Paper Mario: The Thousand-Year Door - Review  

The World Is Flat
by Zachary Lewis



Rating definitions 

   Almost everyone has folded a paper airplane, or rolled up a newspaper to swat something with it. Odds are good that you've never done either of those things with your own body before, though. That's where the lovable plumber in red - Mario - and his band of misfit friends come in to save the day; your time of not being able to slip between the bars of a cell, roll through a small enclosed airduct, or fly across the room using your own power is well and truly done.

   Setting the stage for your latest grand adventure through the Mushroom World is a story much like any other you've heard. A missing princess, mystical treasures to find, and a thousand-year prophecy to contend with are only the backbone on which the charming, if somewhat minimalist, plot is built. Combine the already familiar setting with a time-worn cast of characters and a low difficulty setting, and you've got a great outline for an introductory-level RPG.

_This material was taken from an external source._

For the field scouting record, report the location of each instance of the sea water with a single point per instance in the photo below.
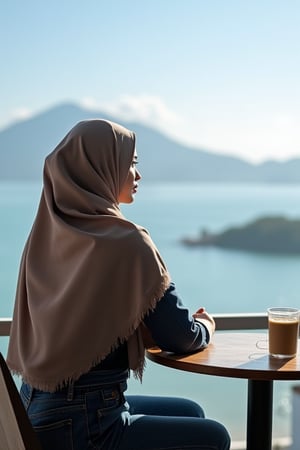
(224, 281)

   If you've ever played one of the Mario RPGs before you should be well aware that their battle systems tend to be an eclectic combination of turn-based and action elements. Paper Mario: The Thousand-Year Door sets its battles very quaintly on a literal stage in front of an audience of Mario's fans and enemies. Each of your companion characters have a different set of combat skills ranging from Tattle, which shows you an enemy's hit points and explains their strengths and weaknesses, to Gulp, which negates an enemy's defense and tosses one enemy onto another. Mario, on the other hand, has three very simple kinds of attacks. His first line of offense is obviously the ability to jump on an enemy. In cases where an enemy has armor or is covered in spikes, Mario has the ability to wallop his foes with his hammer. Last but not least is the ability to use the special abilities granted to you by the Crystal Stars; these powers vary from Sweet Treat, which gives you the opportunity to restore heart points and flower points, to Supernova, which deals up to a massive 15 damage to all of your enemies.

Hile, Gunslinger! Where's the nearest cola bar?

   In many instances, the aforementioned audience of assorted characters is what will allow or disallow you to be victorious in battle. Mario's fans will occasionally give you items, whereas his enemies in the audience can cause all manner of mayhem, be it by throwing things onto the stage or shimmying up onto the catwalk and dropping the lights or sandbags on you. The main saving grace to all of this chaos is that both kinds of audience members can be enthralled to your benefit by performing attacks that are stylish. While a regularly handled jump attack will cause a small number of people to cheer you on and replenish any star points you've spent on special attacks to a small degree, a stylish jump attack - which is performed by an extra press of the A button at just the right time - will cause even your enemies to cheer for you. In addition to keeping them out of mischief this also allows the bad guys in the bleachers to charge your star points which is very important later in the game. In some very special cases an attack will have more than one opportunity for a 'stylish' pose, and although it takes a bit of experimentation and practice to pull off these extra button combos, they're well worth the effort to learn because of the star point replenishing effect they can have.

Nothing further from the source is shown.